Lalu seiring berkembangnya waktu, adanya penambahan nilai yakni Nilai Kepastian Hukum dan Nilai Kemanfaatan. Sistem nilai yang berubah dan berkembang ini membuat hukum tak boleh kaku dan hanya mengejar satu nilai saja seperti Nilai Kepastian Hukum atau Nilai Keadilan. Hukum harus mampu beradaptasi dengan kebutuhan masyarakat yaitu nilai kemanusiaan yang disebut dengan humanistik.

Hukum moderen saat ini juga tidak terlepas dari nilai kemanusiaan yang ada. Oleh karenanya, penegakan hukum humanis adalah penegakan hukum yang mampu menggali rasa keadilan dalam masyarakat (living law). Meski demikian, hukum positif tidak dapat ditinggalkan dan justru tetap sebagai penguatan menjamin kepastian serta menjadi bukti hadirnya negara di tengah masyarakat karena memiliki perangkat, sarana, prosedur (tata laksana), dan bersifat mengikat bahkan memiliki sanksi.

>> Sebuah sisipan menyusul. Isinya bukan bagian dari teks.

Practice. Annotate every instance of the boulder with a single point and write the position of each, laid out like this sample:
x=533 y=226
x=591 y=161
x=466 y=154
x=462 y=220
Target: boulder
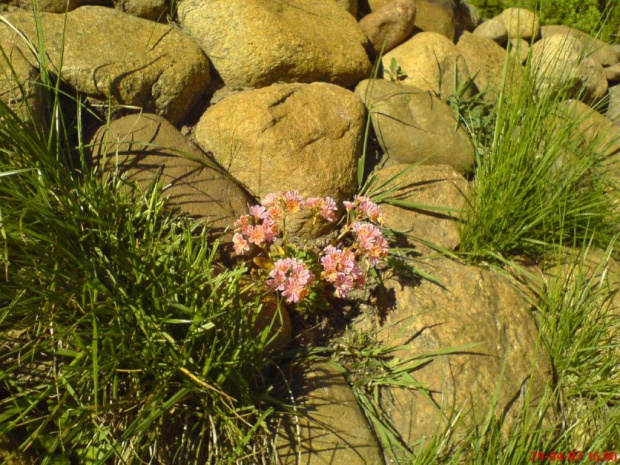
x=147 y=9
x=414 y=126
x=390 y=25
x=436 y=16
x=349 y=5
x=519 y=48
x=144 y=145
x=486 y=61
x=430 y=62
x=329 y=427
x=253 y=43
x=467 y=17
x=613 y=107
x=601 y=52
x=427 y=186
x=612 y=73
x=492 y=30
x=305 y=137
x=503 y=359
x=559 y=62
x=20 y=86
x=160 y=69
x=520 y=23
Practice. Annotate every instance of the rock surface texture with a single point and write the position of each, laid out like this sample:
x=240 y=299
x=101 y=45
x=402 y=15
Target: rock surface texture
x=304 y=137
x=438 y=190
x=146 y=145
x=253 y=43
x=472 y=308
x=147 y=71
x=413 y=126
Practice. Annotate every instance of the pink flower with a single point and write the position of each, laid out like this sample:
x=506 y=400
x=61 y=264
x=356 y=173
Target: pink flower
x=292 y=277
x=240 y=244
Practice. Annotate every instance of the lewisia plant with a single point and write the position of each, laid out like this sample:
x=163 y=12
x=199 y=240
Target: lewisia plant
x=341 y=266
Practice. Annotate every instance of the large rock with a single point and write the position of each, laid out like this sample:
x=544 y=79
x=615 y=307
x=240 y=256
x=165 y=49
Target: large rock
x=520 y=23
x=492 y=30
x=145 y=145
x=613 y=107
x=593 y=130
x=253 y=43
x=430 y=62
x=304 y=137
x=486 y=61
x=413 y=126
x=559 y=62
x=390 y=25
x=601 y=52
x=504 y=359
x=111 y=55
x=427 y=186
x=20 y=86
x=329 y=427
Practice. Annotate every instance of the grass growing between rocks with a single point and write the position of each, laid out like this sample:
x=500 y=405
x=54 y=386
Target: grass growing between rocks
x=122 y=341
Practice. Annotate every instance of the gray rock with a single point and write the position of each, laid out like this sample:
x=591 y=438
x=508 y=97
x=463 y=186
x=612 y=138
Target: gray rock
x=431 y=186
x=253 y=43
x=305 y=137
x=413 y=126
x=111 y=55
x=330 y=428
x=493 y=30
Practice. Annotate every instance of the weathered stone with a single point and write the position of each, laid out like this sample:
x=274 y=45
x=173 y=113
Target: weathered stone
x=604 y=54
x=147 y=9
x=143 y=145
x=20 y=86
x=304 y=137
x=520 y=23
x=389 y=26
x=430 y=62
x=474 y=308
x=486 y=61
x=278 y=41
x=519 y=48
x=98 y=59
x=427 y=186
x=349 y=5
x=559 y=63
x=612 y=73
x=492 y=30
x=613 y=107
x=413 y=126
x=330 y=427
x=436 y=16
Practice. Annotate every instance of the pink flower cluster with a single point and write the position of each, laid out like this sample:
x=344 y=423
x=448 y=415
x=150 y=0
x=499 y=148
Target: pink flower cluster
x=291 y=277
x=370 y=242
x=341 y=269
x=364 y=208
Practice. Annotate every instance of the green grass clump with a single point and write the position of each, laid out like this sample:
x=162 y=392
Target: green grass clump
x=120 y=339
x=534 y=185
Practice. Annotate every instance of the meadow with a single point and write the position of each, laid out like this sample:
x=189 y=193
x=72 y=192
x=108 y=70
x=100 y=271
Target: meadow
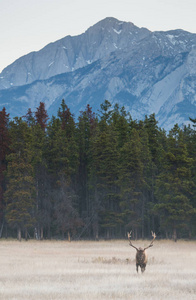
x=55 y=270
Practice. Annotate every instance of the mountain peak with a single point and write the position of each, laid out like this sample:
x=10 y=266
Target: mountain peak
x=147 y=72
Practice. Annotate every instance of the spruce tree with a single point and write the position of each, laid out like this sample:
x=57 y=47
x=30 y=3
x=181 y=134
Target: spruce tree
x=173 y=186
x=4 y=150
x=20 y=193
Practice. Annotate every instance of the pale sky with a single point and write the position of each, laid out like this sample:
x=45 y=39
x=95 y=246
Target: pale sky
x=29 y=25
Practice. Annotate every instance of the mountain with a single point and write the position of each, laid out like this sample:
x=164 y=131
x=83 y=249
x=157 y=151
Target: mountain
x=147 y=72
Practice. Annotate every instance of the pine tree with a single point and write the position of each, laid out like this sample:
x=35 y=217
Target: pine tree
x=85 y=130
x=41 y=116
x=66 y=214
x=173 y=186
x=42 y=180
x=20 y=193
x=104 y=176
x=132 y=182
x=4 y=149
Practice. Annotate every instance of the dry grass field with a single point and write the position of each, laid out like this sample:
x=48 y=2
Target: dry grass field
x=96 y=270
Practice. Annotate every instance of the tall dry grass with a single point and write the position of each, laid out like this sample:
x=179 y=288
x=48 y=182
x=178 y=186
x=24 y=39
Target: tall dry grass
x=96 y=270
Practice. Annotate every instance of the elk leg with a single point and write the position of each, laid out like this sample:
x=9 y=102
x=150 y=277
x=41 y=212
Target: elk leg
x=143 y=267
x=137 y=267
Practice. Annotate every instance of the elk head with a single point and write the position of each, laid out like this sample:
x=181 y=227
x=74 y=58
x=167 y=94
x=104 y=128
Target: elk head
x=141 y=256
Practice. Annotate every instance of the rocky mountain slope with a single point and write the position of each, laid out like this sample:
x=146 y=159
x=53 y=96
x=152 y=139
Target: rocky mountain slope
x=147 y=72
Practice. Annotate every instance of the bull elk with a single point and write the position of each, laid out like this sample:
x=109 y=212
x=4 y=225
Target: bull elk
x=141 y=256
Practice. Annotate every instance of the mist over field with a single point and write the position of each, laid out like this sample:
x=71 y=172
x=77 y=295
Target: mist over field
x=96 y=270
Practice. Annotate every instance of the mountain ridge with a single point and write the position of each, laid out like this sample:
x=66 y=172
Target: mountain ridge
x=147 y=72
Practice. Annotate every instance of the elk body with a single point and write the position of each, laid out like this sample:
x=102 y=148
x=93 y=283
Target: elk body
x=141 y=256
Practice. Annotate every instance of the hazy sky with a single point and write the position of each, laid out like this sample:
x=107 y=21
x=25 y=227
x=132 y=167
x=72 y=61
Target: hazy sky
x=29 y=25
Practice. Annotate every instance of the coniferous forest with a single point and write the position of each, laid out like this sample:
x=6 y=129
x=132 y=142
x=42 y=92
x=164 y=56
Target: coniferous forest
x=95 y=177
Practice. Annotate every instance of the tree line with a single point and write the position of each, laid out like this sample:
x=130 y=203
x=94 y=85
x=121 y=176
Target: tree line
x=95 y=177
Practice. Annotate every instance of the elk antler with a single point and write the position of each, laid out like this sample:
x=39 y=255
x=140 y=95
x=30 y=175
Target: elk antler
x=151 y=244
x=129 y=238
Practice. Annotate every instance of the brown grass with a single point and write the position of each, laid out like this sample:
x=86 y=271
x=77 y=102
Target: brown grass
x=96 y=270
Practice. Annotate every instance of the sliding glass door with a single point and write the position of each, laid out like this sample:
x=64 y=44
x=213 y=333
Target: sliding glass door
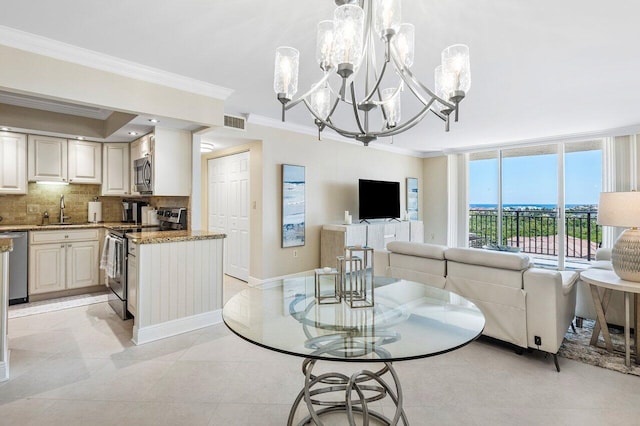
x=538 y=200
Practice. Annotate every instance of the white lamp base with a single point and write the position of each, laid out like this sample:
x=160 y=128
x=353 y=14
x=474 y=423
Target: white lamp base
x=625 y=255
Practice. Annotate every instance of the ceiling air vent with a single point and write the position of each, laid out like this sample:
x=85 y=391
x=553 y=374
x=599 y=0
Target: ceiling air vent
x=234 y=122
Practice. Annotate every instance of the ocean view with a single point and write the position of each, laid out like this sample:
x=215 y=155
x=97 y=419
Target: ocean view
x=590 y=207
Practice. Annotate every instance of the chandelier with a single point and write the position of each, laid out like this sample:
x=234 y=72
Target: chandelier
x=345 y=48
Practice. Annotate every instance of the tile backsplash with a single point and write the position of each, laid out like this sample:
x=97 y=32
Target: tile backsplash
x=28 y=209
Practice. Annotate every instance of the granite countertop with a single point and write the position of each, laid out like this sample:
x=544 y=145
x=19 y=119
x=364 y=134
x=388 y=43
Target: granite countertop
x=156 y=237
x=6 y=243
x=10 y=228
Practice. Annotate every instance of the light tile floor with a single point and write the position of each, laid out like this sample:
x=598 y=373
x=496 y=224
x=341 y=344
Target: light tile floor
x=78 y=367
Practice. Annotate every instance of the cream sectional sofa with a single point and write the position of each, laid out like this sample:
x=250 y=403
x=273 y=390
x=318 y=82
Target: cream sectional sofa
x=527 y=306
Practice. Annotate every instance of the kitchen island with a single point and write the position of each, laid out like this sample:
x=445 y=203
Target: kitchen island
x=175 y=282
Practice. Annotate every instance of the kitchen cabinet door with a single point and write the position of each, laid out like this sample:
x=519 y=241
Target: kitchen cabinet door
x=132 y=284
x=115 y=172
x=47 y=268
x=82 y=264
x=47 y=159
x=85 y=162
x=13 y=163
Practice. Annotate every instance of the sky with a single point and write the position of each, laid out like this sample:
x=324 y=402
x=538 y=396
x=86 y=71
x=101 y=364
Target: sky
x=534 y=179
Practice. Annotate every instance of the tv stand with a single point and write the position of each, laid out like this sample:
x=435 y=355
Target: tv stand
x=334 y=238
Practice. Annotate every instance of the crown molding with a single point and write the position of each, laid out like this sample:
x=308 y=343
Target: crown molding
x=66 y=52
x=569 y=137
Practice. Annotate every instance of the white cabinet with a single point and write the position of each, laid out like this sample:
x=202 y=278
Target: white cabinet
x=85 y=162
x=82 y=264
x=61 y=260
x=13 y=163
x=115 y=170
x=61 y=160
x=132 y=279
x=47 y=266
x=47 y=159
x=170 y=152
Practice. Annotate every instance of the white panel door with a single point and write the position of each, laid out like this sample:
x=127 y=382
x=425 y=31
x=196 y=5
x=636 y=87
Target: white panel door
x=238 y=224
x=228 y=210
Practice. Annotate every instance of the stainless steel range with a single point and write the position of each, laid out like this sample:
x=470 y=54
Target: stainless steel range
x=169 y=219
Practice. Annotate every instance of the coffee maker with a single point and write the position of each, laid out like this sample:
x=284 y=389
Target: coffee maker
x=132 y=211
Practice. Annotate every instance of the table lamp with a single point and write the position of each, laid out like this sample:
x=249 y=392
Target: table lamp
x=623 y=209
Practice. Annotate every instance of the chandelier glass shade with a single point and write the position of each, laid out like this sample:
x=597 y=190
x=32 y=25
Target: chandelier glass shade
x=347 y=51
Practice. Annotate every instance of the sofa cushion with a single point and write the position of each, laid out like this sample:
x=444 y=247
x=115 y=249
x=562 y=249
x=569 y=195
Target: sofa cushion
x=493 y=259
x=432 y=251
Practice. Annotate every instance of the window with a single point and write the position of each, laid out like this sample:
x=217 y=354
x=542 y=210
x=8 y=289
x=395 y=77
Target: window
x=519 y=197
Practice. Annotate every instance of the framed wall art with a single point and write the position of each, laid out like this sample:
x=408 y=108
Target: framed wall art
x=412 y=198
x=293 y=205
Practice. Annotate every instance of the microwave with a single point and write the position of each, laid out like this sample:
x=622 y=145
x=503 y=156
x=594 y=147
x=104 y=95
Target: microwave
x=142 y=175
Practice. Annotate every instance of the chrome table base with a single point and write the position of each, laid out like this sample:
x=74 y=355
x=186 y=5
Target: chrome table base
x=366 y=386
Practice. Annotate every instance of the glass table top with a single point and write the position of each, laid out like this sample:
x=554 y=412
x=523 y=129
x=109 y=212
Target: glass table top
x=409 y=320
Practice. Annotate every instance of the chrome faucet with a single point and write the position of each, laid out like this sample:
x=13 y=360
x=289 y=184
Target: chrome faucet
x=62 y=216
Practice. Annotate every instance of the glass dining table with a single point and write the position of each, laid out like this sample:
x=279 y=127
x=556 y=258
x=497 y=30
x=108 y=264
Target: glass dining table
x=408 y=321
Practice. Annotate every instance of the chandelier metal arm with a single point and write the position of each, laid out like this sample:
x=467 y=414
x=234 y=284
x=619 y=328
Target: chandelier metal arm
x=405 y=126
x=355 y=108
x=405 y=71
x=320 y=82
x=329 y=124
x=377 y=85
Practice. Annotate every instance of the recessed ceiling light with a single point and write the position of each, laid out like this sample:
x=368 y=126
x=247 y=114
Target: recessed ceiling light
x=206 y=147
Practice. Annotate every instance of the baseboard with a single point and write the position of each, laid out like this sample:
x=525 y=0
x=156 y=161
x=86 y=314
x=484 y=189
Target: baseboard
x=4 y=371
x=178 y=326
x=254 y=282
x=66 y=293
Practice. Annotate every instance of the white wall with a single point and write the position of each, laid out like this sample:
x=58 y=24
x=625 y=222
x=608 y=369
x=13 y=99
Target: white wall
x=332 y=172
x=435 y=200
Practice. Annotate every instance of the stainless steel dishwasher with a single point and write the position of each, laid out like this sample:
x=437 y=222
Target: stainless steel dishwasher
x=18 y=261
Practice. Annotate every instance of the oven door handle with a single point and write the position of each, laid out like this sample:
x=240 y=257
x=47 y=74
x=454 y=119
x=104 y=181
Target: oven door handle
x=146 y=173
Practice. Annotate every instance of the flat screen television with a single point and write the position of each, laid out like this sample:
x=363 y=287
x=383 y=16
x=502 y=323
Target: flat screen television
x=378 y=199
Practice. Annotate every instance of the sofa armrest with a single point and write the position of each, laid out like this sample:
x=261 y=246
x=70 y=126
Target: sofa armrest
x=381 y=263
x=603 y=254
x=551 y=303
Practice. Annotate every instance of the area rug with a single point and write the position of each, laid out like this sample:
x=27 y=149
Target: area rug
x=24 y=309
x=576 y=346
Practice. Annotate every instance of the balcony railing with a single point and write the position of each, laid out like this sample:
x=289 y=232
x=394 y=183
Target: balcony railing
x=536 y=231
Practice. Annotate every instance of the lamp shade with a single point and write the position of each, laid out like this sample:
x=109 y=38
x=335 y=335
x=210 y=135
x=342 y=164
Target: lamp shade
x=324 y=44
x=348 y=28
x=619 y=209
x=405 y=43
x=285 y=76
x=391 y=105
x=456 y=63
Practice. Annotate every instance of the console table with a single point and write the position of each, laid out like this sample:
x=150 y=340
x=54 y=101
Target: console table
x=408 y=321
x=610 y=281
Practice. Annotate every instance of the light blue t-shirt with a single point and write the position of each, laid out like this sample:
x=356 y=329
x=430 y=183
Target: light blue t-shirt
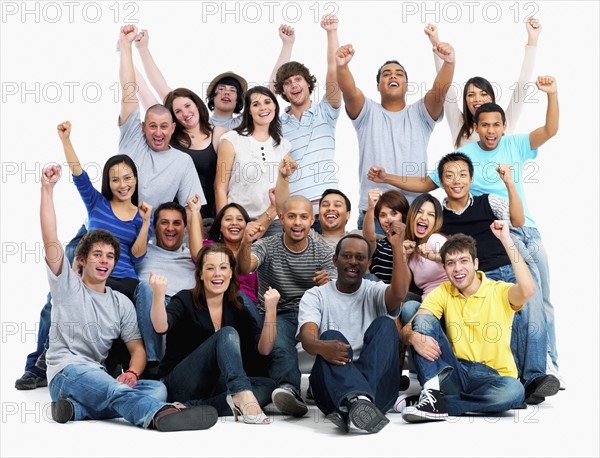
x=514 y=150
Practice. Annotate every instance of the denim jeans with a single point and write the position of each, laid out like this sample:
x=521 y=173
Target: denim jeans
x=529 y=243
x=528 y=340
x=376 y=373
x=283 y=360
x=96 y=395
x=361 y=218
x=44 y=325
x=214 y=370
x=468 y=386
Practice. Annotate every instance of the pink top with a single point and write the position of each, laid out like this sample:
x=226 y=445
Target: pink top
x=428 y=274
x=248 y=283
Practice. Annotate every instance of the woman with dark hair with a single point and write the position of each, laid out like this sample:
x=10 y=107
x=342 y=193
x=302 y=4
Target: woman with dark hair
x=212 y=339
x=478 y=90
x=115 y=209
x=390 y=209
x=250 y=155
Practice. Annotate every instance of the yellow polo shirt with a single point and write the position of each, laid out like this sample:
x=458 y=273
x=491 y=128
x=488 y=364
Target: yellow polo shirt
x=479 y=327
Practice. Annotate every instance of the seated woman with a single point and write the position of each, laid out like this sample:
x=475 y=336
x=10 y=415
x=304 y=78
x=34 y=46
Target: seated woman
x=422 y=243
x=212 y=339
x=390 y=209
x=249 y=157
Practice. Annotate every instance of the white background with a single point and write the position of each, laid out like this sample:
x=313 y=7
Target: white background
x=59 y=62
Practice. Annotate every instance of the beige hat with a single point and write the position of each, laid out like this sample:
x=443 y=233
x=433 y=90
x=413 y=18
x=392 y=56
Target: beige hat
x=216 y=79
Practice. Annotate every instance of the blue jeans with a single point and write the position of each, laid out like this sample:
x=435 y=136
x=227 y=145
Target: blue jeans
x=361 y=218
x=376 y=373
x=468 y=386
x=143 y=305
x=44 y=326
x=283 y=360
x=528 y=340
x=213 y=370
x=529 y=243
x=96 y=395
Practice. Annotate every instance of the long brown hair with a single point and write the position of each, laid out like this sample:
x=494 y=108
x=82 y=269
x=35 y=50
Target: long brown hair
x=198 y=293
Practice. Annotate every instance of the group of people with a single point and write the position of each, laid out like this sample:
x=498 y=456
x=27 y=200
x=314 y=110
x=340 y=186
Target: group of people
x=218 y=242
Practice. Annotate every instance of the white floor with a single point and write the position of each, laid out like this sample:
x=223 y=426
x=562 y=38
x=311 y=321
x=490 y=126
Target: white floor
x=565 y=425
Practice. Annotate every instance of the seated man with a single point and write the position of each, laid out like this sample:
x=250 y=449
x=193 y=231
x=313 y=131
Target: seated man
x=84 y=307
x=347 y=325
x=471 y=368
x=291 y=263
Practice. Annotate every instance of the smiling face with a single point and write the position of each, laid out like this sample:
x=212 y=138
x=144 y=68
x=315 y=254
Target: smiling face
x=233 y=225
x=425 y=220
x=186 y=112
x=333 y=214
x=216 y=274
x=169 y=230
x=490 y=129
x=158 y=129
x=122 y=182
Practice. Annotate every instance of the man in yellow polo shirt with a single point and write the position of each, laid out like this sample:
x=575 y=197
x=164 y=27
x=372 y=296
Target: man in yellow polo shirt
x=470 y=366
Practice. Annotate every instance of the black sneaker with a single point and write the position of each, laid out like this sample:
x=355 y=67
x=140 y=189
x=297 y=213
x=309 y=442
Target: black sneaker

Bahkan di beberapa negara maju dan aman, lembaga pemasyarakatannya dalam keadaan kosong yang menandakan bahwa penegakan hukum di negara tersebut berjalan dengan baik. Sebaliknya, bila dilihat lembaga pemasyarakatan dalam keadaan penuh, ini menunjukkan tingginya kasus tindak pidana dan kriminalitas yang ditangani. Selain itu, keadaan lembaga pemasyarakatan yang penuh menandakan bahwa penegakan hukum belum menimbulkan efek jera dan memanusiakan manusia, serta negara belum mampu memberikan keamanan dan kenyamanan bagi warganya.

Harapannya, agar kedepannya peraturan mengenai Keadilan Restoratif didorong menjadi Undang-Undang. Sebab hal ini sangat penting dalam rangka penegakan hukum humanis dan kita menjadi salah satu barometernya di dunia, sehingga kita mendapatkan legitimasi secara formil dalam pelaksanaannya. Kejaksaan Hebat, Kejaksaan Humanis!